The three-part Organon model of the language by Karl Bühler (1933) was similar in approach . Roman Jakobson proposed a six-part communication model as the basis for structuralist literary studies (1960). Friedemann Schulz von Thun popularized a four-part model as a 4-sided model or communication square in Germany.


Since the model does not take into account feedback from the recipients, this is a unidirectional model. The strong differentiation of the research areas also obscures possible connections between them. This is countered by the fact that the critics misunderstand the Lasswell formula as a communication model. The formula has didactic and heuristic value to this day.
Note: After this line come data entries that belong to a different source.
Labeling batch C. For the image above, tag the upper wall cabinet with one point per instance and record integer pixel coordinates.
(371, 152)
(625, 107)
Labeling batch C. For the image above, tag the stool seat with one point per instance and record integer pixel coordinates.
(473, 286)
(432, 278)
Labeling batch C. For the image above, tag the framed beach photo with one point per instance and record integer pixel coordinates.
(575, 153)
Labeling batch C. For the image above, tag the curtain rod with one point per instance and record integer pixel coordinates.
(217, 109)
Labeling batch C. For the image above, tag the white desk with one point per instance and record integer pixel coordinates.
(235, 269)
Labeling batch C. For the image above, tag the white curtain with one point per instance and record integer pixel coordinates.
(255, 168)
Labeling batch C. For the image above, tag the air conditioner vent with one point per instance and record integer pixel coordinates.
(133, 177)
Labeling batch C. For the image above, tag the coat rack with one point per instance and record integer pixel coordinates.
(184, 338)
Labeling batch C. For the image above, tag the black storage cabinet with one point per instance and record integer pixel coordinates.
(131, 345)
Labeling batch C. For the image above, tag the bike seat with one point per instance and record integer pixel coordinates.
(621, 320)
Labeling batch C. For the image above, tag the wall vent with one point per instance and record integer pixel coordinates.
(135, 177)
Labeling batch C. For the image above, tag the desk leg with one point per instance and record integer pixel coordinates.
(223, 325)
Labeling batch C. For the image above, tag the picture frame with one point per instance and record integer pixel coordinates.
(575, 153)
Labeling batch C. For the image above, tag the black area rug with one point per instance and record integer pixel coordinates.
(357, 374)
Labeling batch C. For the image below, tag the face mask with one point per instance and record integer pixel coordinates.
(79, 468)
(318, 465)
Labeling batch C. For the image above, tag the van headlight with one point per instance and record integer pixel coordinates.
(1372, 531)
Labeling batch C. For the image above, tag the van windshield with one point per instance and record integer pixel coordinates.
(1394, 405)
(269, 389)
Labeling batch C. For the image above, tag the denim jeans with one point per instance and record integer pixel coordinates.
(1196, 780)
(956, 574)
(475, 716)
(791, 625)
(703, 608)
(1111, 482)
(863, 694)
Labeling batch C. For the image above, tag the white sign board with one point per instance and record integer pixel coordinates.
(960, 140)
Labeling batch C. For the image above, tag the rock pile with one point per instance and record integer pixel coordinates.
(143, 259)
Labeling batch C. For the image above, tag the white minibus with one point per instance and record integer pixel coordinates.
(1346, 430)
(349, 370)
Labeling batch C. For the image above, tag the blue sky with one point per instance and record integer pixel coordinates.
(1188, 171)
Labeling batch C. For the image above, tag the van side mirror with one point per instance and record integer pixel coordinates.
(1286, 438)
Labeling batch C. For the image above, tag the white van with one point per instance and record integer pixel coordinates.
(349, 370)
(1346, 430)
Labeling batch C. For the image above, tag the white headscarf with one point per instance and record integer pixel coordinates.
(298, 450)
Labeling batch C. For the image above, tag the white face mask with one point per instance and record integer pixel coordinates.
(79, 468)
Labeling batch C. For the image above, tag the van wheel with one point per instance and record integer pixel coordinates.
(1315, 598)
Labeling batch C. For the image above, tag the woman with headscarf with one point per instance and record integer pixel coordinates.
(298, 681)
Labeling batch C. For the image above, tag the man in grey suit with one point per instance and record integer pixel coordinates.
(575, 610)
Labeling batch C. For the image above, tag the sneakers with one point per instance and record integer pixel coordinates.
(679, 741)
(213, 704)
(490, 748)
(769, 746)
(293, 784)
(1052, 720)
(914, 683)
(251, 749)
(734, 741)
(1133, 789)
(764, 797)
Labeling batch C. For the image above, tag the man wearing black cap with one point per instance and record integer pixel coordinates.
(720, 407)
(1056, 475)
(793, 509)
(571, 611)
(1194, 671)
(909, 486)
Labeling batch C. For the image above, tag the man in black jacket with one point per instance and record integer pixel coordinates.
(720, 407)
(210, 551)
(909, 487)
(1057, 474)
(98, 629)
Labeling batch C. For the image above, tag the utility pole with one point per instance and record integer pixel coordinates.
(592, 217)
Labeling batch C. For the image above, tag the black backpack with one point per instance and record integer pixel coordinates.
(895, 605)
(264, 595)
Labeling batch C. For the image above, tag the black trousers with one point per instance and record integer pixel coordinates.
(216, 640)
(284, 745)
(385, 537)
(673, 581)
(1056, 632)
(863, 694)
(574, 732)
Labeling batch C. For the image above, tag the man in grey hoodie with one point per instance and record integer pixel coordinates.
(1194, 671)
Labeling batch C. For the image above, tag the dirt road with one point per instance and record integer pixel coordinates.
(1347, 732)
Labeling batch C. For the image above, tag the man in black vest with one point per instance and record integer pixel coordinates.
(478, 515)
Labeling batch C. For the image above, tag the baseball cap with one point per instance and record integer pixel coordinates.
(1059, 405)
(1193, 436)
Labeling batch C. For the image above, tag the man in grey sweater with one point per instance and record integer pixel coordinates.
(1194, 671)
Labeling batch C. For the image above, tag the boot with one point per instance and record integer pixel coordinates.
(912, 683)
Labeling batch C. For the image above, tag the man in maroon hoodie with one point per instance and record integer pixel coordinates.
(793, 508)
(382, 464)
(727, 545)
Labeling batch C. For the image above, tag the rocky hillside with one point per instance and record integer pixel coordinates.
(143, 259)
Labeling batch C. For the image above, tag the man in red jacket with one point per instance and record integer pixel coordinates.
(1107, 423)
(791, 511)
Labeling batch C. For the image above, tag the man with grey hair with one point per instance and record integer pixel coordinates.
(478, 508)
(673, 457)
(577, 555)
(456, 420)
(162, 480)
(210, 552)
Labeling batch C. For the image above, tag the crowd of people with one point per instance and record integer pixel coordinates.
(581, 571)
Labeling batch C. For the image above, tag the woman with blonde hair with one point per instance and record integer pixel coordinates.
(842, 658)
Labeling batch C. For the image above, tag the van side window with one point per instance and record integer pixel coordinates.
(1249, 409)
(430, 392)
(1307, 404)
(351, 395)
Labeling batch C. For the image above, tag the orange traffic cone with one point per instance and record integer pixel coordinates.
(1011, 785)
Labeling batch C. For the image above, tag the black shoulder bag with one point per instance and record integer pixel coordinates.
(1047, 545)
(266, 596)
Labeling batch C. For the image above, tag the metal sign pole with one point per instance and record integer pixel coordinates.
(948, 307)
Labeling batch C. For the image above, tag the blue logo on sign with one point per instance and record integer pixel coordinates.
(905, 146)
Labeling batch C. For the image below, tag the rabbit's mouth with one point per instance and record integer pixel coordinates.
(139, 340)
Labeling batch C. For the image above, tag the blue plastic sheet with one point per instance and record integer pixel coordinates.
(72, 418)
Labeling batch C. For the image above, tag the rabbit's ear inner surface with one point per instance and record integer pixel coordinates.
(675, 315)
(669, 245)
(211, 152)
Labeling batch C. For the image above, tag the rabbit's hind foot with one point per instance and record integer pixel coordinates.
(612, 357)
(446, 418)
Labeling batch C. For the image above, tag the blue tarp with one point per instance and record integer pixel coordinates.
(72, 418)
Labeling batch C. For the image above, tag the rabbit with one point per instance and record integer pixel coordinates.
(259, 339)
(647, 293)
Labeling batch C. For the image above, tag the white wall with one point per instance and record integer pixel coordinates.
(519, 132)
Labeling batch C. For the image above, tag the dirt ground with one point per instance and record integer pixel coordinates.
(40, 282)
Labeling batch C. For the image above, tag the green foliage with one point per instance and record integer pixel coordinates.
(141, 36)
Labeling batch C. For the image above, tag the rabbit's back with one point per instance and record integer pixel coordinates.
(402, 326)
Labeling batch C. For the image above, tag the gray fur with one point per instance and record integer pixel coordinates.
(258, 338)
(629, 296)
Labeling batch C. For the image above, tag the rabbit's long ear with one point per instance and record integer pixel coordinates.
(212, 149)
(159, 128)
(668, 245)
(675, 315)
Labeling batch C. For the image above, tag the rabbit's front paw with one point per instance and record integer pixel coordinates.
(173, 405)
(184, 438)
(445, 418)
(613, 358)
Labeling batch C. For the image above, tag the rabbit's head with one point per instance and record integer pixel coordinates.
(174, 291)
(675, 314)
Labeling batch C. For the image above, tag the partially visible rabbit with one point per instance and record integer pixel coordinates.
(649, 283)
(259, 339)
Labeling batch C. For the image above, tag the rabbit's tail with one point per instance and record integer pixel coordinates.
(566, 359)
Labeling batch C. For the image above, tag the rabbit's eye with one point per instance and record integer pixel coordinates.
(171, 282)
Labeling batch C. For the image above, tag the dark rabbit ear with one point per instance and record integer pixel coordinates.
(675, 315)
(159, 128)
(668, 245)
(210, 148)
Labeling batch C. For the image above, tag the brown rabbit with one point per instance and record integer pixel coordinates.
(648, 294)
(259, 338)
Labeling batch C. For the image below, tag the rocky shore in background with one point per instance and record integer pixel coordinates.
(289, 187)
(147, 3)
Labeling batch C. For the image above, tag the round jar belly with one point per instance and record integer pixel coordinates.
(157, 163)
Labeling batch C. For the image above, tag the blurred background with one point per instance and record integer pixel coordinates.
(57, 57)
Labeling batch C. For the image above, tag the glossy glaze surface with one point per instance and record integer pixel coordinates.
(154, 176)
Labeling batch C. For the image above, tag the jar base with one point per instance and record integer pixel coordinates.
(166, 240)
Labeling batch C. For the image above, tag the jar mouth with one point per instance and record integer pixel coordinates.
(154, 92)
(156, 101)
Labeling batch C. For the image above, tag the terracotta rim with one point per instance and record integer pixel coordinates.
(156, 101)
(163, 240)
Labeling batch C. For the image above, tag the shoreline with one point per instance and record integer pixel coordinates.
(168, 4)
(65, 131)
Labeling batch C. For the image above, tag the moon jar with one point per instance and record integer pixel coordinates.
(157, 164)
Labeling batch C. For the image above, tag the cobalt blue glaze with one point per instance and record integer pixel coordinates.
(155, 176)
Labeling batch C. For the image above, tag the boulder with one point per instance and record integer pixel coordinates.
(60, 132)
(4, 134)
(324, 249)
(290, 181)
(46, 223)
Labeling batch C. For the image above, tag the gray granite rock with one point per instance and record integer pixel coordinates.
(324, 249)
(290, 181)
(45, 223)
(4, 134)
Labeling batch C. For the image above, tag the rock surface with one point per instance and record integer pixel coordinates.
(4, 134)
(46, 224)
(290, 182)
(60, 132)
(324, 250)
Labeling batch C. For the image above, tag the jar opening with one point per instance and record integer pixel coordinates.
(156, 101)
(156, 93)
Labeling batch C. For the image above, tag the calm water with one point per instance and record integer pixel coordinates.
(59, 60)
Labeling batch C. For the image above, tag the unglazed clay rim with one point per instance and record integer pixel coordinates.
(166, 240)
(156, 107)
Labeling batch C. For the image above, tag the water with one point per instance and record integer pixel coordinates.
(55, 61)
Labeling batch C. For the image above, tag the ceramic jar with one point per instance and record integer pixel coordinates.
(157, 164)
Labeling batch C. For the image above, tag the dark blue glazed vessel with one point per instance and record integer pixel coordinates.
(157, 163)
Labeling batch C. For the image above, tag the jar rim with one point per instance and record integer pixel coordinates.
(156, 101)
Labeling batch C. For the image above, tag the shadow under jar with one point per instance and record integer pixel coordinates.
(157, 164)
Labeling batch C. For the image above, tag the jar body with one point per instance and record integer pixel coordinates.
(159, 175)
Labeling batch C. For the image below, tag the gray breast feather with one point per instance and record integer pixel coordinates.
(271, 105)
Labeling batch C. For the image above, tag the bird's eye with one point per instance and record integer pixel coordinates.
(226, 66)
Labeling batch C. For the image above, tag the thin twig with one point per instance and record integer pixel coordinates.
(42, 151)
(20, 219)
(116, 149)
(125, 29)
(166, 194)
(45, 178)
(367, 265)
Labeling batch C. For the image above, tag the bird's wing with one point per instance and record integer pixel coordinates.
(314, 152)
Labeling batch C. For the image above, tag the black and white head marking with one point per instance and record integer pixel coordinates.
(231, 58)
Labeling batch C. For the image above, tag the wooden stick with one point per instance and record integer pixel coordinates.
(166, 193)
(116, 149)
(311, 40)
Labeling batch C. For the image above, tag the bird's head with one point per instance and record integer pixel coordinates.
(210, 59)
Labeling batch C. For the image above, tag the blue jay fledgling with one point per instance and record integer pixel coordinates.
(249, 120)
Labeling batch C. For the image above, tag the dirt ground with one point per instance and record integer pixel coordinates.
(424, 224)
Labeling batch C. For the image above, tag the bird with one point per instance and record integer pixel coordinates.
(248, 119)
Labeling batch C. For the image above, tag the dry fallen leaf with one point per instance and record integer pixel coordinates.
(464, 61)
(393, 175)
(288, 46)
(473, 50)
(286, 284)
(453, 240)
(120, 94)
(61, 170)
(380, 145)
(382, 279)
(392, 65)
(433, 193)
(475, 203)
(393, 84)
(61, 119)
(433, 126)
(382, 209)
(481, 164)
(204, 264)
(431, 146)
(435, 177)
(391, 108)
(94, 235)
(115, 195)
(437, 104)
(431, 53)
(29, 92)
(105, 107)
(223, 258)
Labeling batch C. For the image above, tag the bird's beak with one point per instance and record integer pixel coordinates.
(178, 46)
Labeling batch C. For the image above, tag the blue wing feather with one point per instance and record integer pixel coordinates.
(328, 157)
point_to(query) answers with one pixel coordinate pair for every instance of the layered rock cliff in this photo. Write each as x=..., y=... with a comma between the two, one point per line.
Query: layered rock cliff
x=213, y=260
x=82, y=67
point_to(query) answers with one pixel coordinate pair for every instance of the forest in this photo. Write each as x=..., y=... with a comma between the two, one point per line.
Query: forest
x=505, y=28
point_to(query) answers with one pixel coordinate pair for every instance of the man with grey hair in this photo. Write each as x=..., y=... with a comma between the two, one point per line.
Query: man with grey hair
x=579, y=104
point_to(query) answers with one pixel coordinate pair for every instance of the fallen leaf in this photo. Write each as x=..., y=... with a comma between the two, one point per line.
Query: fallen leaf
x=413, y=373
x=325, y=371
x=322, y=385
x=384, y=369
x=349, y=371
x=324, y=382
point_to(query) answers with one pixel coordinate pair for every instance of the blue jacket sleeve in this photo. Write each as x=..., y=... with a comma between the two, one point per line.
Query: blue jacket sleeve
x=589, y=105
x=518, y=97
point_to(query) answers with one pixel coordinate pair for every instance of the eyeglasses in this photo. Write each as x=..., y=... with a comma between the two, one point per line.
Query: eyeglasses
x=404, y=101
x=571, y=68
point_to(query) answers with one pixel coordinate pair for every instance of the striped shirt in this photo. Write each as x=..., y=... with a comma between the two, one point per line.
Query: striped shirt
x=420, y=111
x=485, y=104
The Lasswell formula comes from mass media research, which, as an impact-oriented communication-science approach, determined the theoretical debate up until the 1960s.


See also

Individual evidence

  1. Otfried Jarren, Hein Bonfadelli (Ed.): Introduction to Communication Studies . Haupt, Stuttgart, Bern, Vienna 2001, ISBN 3-8252-2170-9 , pp. 27 .
  2. ^ Klaus Beck : Lasswell formula. In: Günter Bentele ; Hans-Bernd Brosius; Otfried Jarren (Ed.): Lexicon of communication and media studies. 2nd edition Springer Fachmedien, Wiesbaden 2013, ISBN 978-3-531-93431-0 , p. 182
  3. E. Schön: Buchnutzungsforschung In: Buchwissenschaft and book effects research. VIII. Leipzig University Days for Media and Communication , Kerlen, Kirste (Ed.), 2000, p. 119.